April 7, 2009 -- Too much "good" protein makes bad fats worse, new research suggests.
A high-fat diet may lead to insulin resistance, a major step on the path to type 2 diabetes. But cutting back on fat may not help those who continue to eat too much protein, find Christopher Newgard, PhD, director of the Sarah Stedman Nutrition and Metabolism Center at Duke University, and colleagues.
"There's not only fat in that hamburger but plenty of protein," Newgard tells WebMD. "We are overconsuming calories composed of all the different macronutrients, and together they have harmful effects."
When they began their studies, Newgard and colleagues weren't trying to give protein a bad name. They were just trying to find out how the metabolism of obese people differs from that of lean people.
To do this, they collected vast amounts of information -- including high-tech lab tests on blood and urine samples -- from 74 healthy obese people and 67 healthy lean people.
Unexpectedly, obese people had a distinct metabolic "signature" related to a particular subtype of amino acids called BCAA (branched-chain amino acids). About 20% of the protein in the typical American diet is made up of BCAAs.
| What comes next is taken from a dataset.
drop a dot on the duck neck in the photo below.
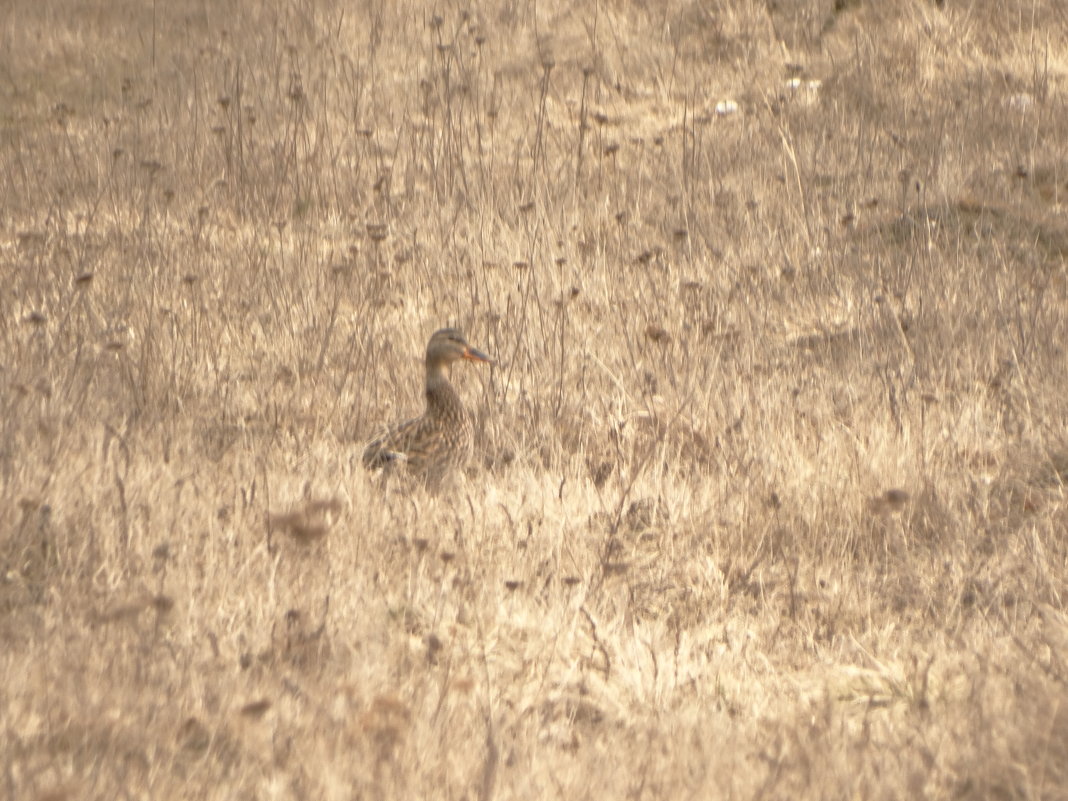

Lean people's bodies tend to make new proteins out of BCAAs. In obese people, Newgard and colleagues suggest, this process gets overloaded. Instead of making new protein, the BCAAs are diverted into a deviant pathway that leads to insulin resistance.
Can too much protein really be bad? Yes -- at least in lab rats. Newgard's team fed rats all the high-fat food they wanted. Two other groups of rats got less food: either standard chow or chow enriched with fats and BCAAs.
The rats on the BCAA/fat diet didn't eat as much food or gain as much weight as the rats on the high-fat diet -- but they became just as insulin resistant.
"Under circumstances of overconsumption, not only does excess fat and carbohydrate have injurious effects, but also the protein component of the diet can lead to some of the co-morbidities of obesity," Newgard says.
Human studies will be needed to confirm the rat findings. But Ronald B. Goldberg, MD, director of the lipid disorders clinic at the University of Miami, says the findings could have major implications.
"What they show is that the combination of high fat and protein might be what's important in developing insulin resistance," Goldberg tells WebMD. "The truth is that in Western diets we do eat a high-protein, high-fat diet. The stress previously has not been on the high-protein component."
The Newgard study appears in the April 8 issue of the journal Cell Metabolism.